According to Paul-Alain Beaulieu, that Adad-guppi did not explicitly claim any royal ancestors herself points to a humble origin. As inscriptions by female relatives of kings are relatively rare, it is however probable, according to Wilfred G. Lambert, that Adad-guppi was of some high status.

===Influence===
Addagoppe's prediction that Sin would make her son king so that he could restore Harran seems to have been a major influence on Nabonidus, to the cost of his relationship with the priests of Babylon and their traditional gods, particularly Marduk. Other sources beyond Addagoppe's biography reveal that Nabonidus paid homage to Sîn during his reign as king of Babylon. He gave special attention to the temples of Sîn in Harran and Ur, and even considered turning the temple of Marduk in Babylon into a sanctuary for Sîn. This, says one inscription, caused unrest in many parts of the kingdom.

==Autobiography==
=== Discovery ===
Historians have discovered two copies of a pseudo-autobiography of Addagoppe. The first copy, discovered by H. Pognon in 1906, was written on a broken stele excavated at Harran. The second copy, uncovered fifty years later by D.S. Rice, was written on the pavement steps of the northern entrance to the Great Mosque at Harran.

=== Content ===
The pseudo-autobiography starts out with a first-person account written from the perspective of Addagoppe herself and ends with a description of her burial. Because Addagoppe was buried with the honors of a queen, some scholars have suggested that she acted as a regent for Nabonidus when he abandoned Babylon and moved to the oasis of Teima starting in 552 BC. However, this theory is difficult to reconcile with the chronology Addagoppe presents in her autobiography. She mentions that she was born in the twentieth year of Assyrian King Assurbanipal (about 648 BC), and that she cared for the sanctuaries of the moon god Sîn for 95 years. She also mentions that she lived to see her son Nabonidus made king over Babylon, which took place in 556 BC, making her approximately 92 years old at his coronation, and 96 years old at his departure to Teima. She apparently died at the age of 104 (c. 544 BC), having lived with sound body and mind to see descendants to the fourth generation.
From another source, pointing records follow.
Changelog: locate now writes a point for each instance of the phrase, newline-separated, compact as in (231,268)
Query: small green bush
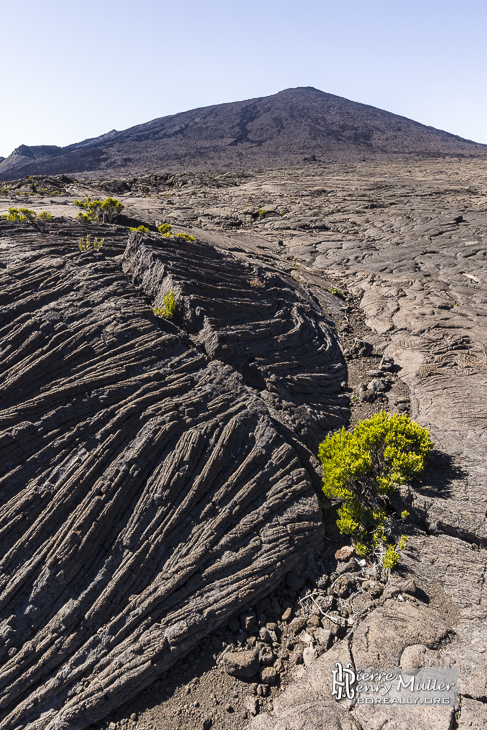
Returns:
(337,292)
(88,245)
(99,210)
(165,229)
(20,215)
(360,470)
(169,306)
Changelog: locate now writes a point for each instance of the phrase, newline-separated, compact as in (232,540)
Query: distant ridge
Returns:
(292,126)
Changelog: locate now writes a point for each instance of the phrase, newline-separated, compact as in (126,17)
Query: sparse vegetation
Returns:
(169,306)
(86,244)
(361,468)
(99,210)
(165,229)
(337,292)
(20,215)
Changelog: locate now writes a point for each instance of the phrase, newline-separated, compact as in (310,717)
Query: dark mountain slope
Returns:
(271,131)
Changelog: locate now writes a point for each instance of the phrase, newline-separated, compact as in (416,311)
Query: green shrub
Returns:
(337,292)
(20,215)
(88,245)
(165,229)
(99,210)
(169,306)
(360,470)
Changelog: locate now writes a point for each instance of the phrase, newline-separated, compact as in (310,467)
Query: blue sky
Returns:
(73,71)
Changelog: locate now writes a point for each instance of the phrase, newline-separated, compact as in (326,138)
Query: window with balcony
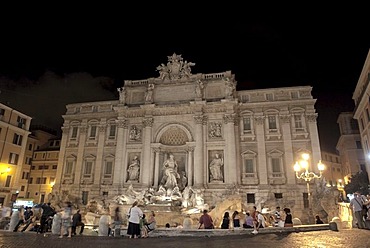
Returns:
(17,139)
(13,158)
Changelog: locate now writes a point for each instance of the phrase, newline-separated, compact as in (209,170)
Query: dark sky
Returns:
(50,59)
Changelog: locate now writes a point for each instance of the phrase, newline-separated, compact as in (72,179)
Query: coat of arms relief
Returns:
(176,68)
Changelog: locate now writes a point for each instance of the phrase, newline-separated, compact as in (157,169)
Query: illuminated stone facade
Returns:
(257,136)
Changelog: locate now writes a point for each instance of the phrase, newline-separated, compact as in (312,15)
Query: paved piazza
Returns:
(345,238)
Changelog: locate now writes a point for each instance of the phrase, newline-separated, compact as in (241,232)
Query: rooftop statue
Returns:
(176,68)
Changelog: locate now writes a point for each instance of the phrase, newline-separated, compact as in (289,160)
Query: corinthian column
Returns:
(119,167)
(147,167)
(199,151)
(230,166)
(261,149)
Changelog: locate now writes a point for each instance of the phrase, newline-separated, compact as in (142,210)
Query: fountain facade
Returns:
(183,142)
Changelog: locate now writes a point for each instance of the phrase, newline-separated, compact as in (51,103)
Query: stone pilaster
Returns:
(288,148)
(147,165)
(230,156)
(261,149)
(119,174)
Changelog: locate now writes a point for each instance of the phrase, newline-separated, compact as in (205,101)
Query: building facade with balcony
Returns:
(224,141)
(361,97)
(40,163)
(349,146)
(14,131)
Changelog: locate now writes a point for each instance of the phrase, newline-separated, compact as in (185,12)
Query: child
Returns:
(143,230)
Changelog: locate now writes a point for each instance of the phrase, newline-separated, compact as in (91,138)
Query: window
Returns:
(21,122)
(8,179)
(298,121)
(112,131)
(358,144)
(247,127)
(354,124)
(17,139)
(272,122)
(92,132)
(249,167)
(305,200)
(69,167)
(251,198)
(74,132)
(278,195)
(85,196)
(108,169)
(13,158)
(88,168)
(28,160)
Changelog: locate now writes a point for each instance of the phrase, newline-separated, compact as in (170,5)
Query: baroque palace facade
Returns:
(255,137)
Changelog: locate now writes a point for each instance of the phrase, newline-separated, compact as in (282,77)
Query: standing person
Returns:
(117,222)
(134,216)
(288,222)
(21,218)
(236,219)
(77,221)
(248,223)
(206,220)
(28,218)
(226,221)
(277,216)
(143,230)
(47,212)
(318,220)
(66,220)
(151,222)
(215,168)
(356,205)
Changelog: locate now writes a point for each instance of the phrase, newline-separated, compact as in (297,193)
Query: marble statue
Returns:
(175,69)
(57,222)
(14,219)
(134,170)
(122,95)
(215,167)
(170,174)
(104,223)
(149,93)
(215,130)
(230,87)
(135,133)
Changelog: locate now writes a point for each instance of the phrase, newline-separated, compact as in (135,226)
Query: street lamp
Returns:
(307,175)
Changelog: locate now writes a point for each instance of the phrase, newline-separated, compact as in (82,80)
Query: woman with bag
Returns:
(134,215)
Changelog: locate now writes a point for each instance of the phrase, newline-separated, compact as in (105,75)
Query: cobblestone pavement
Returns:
(345,238)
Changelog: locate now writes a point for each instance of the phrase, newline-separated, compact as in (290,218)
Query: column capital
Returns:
(148,122)
(311,117)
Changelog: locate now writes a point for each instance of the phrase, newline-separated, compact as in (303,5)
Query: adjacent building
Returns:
(362,110)
(222,140)
(14,131)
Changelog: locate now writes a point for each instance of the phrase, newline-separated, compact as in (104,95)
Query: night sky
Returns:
(54,58)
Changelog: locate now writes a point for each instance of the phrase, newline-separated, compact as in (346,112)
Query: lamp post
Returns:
(307,175)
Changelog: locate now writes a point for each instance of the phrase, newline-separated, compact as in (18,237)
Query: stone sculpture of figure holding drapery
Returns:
(134,169)
(215,168)
(170,174)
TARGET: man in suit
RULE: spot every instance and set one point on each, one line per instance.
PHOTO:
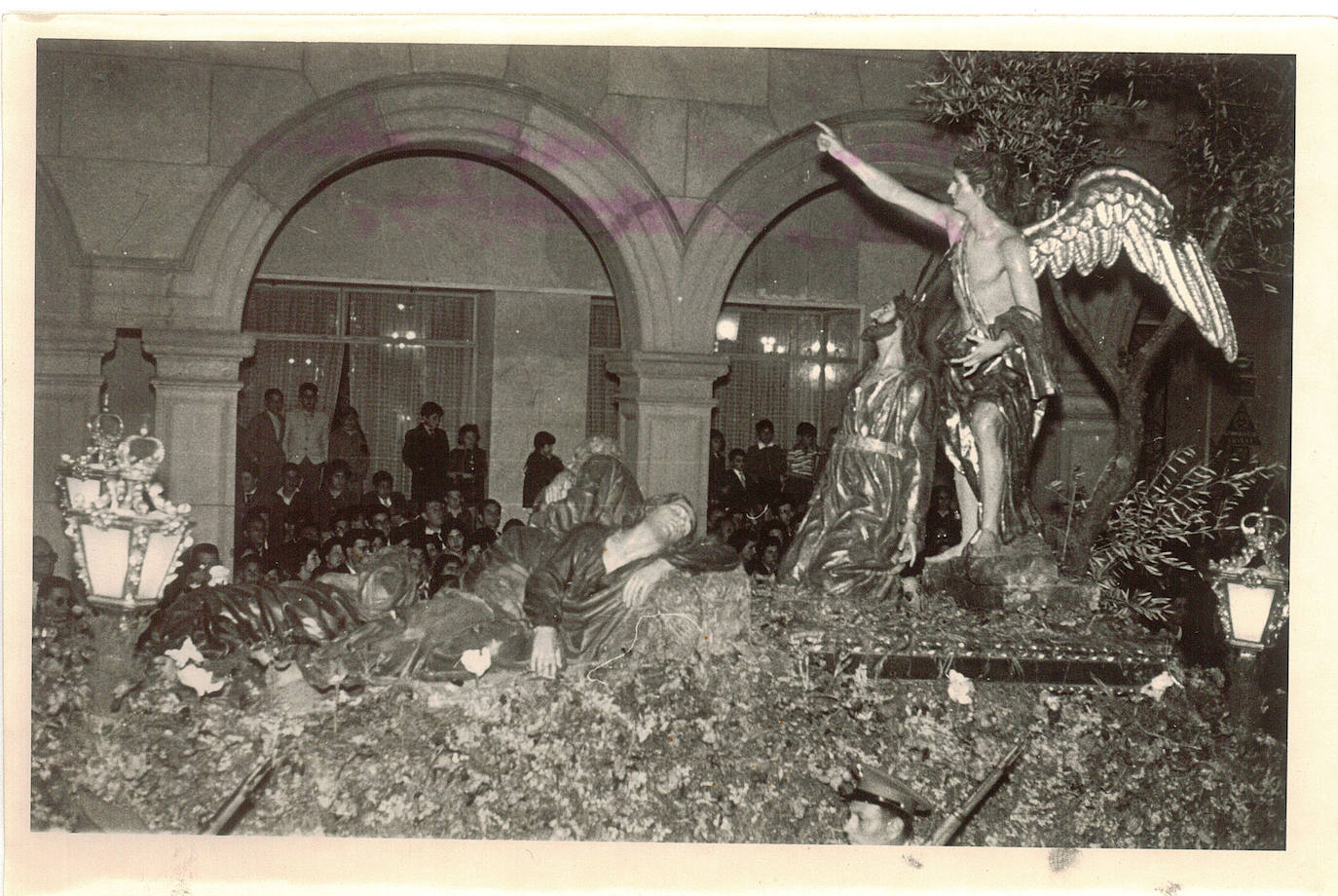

Addagoppe credited Nabonidus' call to kingship to the moon god Sîn, and her autobiography contains a prayer of praise and thanksgiving to Sîn. In response to this prayer, Addagoppe apparently received a prophecy from Sîn in a dream regarding future actions of her son as king:

Through you I will bring about the return of the gods [to] the dwelling in Harran, by means of Nabonidus your son. He will construct Ehulhul; he will complete its work. He will complete the city Harran greater than it was before and restore it. He will bring Sîn, Ningal, Nusku, and Sadarnunna in procession back into the Ehulhul.